All in all, read the book. For Hayek's sake read the book! The movie, while perfectly good, does one of the more bizarre hatchet jobs I've ever witnessed. So much so that, after the movie was over, I kept screaming in my head Quasimodo's mournful last line of the book, “Oh! Everything I loved!

Book 5/5
Movie 3.5/5

Yours Until Hell Freezes Over,

Jeremiah

1 comment:

Gloria said...

I understand that the change in the Frollo character was due that the producers feared to show a man of the church presented as lusty and evil. Though this doesn't explain the other changes in the original story... You're right that the original story is good enough to need any changes: Still, one warms at the change of fate of Quasimodo and Esmeralda... And I prefer her being sympathetic to him, as shown in the film.

Laughton (along with Eric Pommer) had "discovered" O'Hara in their previous film (Hitchcock's "jamaica Inn") and they had great screen chemistry, not to say an excellent personal relationship: O'Hara has written that Charles was like a second father to her (BTW, I recommend to you the last film in which CL and MO'H worked together: Jean Renoir's 1943 film This Land is Mine)

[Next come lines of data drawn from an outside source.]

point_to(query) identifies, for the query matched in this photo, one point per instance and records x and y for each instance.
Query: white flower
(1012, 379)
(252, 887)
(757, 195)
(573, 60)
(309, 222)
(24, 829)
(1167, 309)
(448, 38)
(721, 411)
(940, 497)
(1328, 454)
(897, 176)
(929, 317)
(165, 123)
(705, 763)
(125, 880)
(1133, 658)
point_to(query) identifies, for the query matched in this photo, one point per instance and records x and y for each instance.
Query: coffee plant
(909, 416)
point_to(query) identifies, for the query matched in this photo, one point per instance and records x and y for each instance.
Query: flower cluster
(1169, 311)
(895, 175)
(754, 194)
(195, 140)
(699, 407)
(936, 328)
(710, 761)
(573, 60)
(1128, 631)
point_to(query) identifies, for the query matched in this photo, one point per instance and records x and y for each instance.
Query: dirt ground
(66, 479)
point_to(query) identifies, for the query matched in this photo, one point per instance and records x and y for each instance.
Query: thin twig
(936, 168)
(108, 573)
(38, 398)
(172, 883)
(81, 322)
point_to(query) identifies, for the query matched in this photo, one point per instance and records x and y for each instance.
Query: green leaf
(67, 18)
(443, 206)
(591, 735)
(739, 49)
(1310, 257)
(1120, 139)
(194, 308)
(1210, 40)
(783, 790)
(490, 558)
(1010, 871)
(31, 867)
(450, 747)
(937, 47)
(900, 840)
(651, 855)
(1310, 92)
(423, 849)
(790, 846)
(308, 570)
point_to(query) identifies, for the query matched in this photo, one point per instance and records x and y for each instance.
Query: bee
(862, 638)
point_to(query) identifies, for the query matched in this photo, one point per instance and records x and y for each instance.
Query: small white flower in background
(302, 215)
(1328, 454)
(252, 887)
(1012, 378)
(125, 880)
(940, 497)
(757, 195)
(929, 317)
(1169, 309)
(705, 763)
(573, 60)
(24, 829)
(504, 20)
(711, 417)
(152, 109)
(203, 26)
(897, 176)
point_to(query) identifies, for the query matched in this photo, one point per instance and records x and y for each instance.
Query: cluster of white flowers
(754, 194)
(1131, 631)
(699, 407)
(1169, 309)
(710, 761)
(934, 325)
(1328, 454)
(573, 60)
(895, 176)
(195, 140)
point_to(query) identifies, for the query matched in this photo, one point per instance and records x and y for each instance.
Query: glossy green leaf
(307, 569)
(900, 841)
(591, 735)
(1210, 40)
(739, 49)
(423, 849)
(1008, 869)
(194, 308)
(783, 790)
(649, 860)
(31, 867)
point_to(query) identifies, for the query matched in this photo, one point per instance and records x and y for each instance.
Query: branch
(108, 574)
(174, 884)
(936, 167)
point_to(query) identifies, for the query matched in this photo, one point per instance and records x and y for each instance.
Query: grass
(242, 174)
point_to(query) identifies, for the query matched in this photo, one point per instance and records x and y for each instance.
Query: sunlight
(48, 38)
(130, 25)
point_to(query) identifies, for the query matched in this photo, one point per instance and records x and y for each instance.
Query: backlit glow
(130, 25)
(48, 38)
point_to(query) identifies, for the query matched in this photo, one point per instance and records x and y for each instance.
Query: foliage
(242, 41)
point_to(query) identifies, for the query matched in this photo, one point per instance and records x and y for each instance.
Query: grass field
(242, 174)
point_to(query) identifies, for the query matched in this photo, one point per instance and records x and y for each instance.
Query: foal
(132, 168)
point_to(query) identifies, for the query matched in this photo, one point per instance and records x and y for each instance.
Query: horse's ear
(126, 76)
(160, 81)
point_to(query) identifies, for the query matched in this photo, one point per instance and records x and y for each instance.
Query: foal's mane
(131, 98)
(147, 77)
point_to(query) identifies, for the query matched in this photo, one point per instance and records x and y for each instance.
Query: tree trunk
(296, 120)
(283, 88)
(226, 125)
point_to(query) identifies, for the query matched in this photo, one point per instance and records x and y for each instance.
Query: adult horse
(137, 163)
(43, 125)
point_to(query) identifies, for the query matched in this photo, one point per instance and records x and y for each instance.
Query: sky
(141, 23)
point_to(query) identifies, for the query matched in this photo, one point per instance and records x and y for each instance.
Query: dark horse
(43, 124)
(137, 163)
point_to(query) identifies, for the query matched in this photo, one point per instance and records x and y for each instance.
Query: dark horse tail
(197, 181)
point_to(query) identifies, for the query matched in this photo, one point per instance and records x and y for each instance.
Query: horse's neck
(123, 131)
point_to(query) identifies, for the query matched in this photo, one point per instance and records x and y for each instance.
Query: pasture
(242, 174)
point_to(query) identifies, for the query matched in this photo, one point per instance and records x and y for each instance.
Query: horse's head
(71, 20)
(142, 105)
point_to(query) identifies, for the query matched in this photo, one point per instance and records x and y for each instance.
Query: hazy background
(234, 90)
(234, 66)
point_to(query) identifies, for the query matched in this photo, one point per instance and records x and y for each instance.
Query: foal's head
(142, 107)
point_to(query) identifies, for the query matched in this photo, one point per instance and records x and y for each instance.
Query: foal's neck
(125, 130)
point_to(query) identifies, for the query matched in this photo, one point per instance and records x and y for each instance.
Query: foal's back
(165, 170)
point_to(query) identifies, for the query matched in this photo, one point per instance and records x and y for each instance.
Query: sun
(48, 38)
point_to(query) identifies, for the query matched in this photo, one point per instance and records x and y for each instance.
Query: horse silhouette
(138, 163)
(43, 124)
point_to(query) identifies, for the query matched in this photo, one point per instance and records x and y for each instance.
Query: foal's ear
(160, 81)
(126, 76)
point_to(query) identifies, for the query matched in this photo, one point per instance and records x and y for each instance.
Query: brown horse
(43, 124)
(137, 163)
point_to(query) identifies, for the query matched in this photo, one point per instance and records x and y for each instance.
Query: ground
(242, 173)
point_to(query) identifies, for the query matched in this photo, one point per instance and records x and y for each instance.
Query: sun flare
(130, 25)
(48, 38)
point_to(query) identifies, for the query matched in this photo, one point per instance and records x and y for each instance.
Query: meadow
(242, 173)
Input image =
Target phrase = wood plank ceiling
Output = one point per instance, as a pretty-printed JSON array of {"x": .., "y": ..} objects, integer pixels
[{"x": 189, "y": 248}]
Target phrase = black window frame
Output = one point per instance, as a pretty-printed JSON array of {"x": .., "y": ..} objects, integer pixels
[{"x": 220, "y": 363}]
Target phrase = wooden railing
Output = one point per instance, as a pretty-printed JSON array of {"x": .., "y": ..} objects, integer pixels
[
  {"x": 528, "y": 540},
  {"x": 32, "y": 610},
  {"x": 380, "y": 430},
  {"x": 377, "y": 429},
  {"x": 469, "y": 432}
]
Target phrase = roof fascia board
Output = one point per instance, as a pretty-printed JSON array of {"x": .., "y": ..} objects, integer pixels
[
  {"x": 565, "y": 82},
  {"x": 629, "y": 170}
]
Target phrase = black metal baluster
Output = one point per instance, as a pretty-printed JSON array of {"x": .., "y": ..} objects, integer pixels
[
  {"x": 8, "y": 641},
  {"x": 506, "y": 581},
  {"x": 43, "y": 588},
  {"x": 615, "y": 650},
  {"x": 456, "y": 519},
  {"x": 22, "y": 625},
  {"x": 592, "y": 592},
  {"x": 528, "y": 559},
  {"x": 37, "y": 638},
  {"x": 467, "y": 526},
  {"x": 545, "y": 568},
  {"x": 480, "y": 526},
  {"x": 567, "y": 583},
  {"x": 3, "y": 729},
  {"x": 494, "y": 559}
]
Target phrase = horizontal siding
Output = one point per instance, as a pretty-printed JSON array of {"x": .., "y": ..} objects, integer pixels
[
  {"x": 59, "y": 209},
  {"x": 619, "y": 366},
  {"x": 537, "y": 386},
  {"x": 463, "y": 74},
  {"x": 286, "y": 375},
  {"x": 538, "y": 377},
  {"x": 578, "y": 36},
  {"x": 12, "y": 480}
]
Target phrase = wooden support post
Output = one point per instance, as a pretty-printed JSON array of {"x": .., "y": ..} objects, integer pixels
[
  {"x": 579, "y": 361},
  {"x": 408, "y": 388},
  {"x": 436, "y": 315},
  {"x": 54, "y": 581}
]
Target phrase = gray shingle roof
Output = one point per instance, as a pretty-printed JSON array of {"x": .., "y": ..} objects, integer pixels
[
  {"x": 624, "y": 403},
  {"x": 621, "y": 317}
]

I suspect that Gringoire and King Louis were altered in order to show two Illustrated people in defence om Man's progress: one only as a dilettante, the other as a soldier-on-foot of the cause. The reasons? I don't know, maybe the rise in Europe of Fascism and Nazism prompted the script writers to distort/serve the story thusly.

Good film tho', if not, as you rightly state, true to Hugo's opus.